‘9 Hours’ web series review: An overdrawn crime drama that intrigues partly
The Hindu
The period Telugu crime thriller benefits from a good story and an ensemble cast, but needed sharper scissors
9 Hours, streaming on Disney+ Hotstar, is filmmaker Krish Jagarlamudi’s adaptation of the Telugu novel Thommidhi Gantalu (nine hours), written by Malladi Venkata Krishnamurthy. Set in the mid- 1980s, it narrates the story of prison inmates who are commissioned to rob three banks and have to return within nine hours, in time for their next roll call. Krish, who has written and presented the series, needs to be commended for dipping into Telugu literature time and again for his movies, and now series.
Directed by Niranjan Kaushik and Jacob Verghese, the series has varied and complex characters falling on different sides of the moral compass. There are prisoners who do not think twice about hurting the hostages and those who, given a chance, would opt for a better life. The hostages of different age groups are with differing moralities.
The narrative has a lot to unravel, with the backstories of characters turning into a commentary on relationship dynamics, gender sensitivity, greed and power games.
The story that begins as just another day at the bank swiftly transforms into a hostage drama.
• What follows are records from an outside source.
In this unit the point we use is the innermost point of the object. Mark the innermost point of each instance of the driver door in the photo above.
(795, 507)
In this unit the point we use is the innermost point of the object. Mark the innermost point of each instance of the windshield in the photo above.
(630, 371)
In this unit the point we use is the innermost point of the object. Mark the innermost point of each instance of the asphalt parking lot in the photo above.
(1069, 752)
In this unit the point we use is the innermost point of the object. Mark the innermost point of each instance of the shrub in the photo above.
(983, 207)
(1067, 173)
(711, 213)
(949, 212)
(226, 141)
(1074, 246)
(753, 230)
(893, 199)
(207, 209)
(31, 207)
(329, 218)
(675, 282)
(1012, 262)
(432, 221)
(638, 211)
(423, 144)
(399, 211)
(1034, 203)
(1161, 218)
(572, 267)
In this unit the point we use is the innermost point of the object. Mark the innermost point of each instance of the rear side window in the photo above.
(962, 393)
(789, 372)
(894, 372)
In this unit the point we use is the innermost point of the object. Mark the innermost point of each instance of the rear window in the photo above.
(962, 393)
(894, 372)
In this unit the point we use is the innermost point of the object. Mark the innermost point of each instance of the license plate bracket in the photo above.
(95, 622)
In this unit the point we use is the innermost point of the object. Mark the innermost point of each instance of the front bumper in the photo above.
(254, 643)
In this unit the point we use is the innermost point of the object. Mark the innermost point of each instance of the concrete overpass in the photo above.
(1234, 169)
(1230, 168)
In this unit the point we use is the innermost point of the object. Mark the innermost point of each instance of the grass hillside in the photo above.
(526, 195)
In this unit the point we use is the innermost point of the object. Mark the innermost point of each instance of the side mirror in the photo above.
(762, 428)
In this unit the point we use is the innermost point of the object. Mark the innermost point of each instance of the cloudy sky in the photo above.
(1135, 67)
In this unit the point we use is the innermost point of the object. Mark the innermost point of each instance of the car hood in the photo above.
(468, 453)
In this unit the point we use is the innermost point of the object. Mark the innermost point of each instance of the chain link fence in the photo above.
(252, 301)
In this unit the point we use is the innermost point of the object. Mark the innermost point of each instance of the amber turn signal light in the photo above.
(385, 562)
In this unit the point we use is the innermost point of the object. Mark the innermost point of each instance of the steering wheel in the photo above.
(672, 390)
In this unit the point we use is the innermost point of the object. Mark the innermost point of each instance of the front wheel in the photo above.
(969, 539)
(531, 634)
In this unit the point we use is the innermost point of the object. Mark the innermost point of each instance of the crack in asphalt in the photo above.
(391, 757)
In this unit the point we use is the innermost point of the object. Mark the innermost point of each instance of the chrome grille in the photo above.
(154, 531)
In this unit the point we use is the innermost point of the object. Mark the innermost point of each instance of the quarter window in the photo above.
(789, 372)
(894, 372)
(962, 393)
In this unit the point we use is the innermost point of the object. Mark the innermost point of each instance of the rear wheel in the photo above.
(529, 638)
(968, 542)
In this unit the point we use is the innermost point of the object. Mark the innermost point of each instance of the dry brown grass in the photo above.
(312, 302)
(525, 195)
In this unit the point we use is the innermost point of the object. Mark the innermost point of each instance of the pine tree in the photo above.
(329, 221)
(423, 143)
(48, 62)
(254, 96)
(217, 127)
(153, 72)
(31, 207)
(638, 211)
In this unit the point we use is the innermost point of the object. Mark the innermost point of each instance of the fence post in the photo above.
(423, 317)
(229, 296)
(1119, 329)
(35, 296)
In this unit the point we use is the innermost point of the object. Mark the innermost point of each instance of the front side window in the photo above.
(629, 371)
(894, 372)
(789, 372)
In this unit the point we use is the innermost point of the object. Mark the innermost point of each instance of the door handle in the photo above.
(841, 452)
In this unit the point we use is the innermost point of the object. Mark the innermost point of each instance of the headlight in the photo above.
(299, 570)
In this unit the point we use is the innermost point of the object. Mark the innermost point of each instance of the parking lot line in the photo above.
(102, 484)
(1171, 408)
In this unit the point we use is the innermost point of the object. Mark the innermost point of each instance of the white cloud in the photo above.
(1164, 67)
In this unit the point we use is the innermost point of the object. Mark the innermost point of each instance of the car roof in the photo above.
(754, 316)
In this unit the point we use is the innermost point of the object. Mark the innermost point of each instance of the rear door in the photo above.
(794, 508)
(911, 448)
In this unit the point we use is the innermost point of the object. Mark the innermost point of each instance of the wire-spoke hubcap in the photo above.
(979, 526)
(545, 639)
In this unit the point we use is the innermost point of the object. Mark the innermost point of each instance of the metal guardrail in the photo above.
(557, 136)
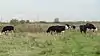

A video cassette store becomes the police control room for the mission and in the pre-mobile phones and the high-tech gadget age, walkie-talkies, landlines and public telephone booths come into the picture. As the drama unfolds, we get a closer look at the lives of the characters, some of which hold intrigue.
Taraka Ratna plays a short-tempered cop who is in the vicinity of one of the banks and wants to save the hostages. His estranged wife (Madhu Shalini) is a reporter. The bank manager (Suresh Kumar) who is serving his last day at work before retirement, is contrasted by a recruit (Preethi Asrani). Romance brews between her and Nandu (Ankith Koyya) in the bank. The others include a middle-aged assistant manager, a woman who faces sexual harassment from a pervert colleague (Venkata Giridhar), and so on.
At the prison, politics play out differently and Ajay Ghosh gets to enact an interesting character that gives him the scope to depict a range of emotions. A jailor with an ulterior motive, an aged cop who weighs his decisions with care, a newlywed young woman, and a sex worker who dreams of a better life, are the others in the drama. here
Then there are some cheesy portions, like the one involving an egoistic movie star and an emerging actor who lets vengeance get the better of him.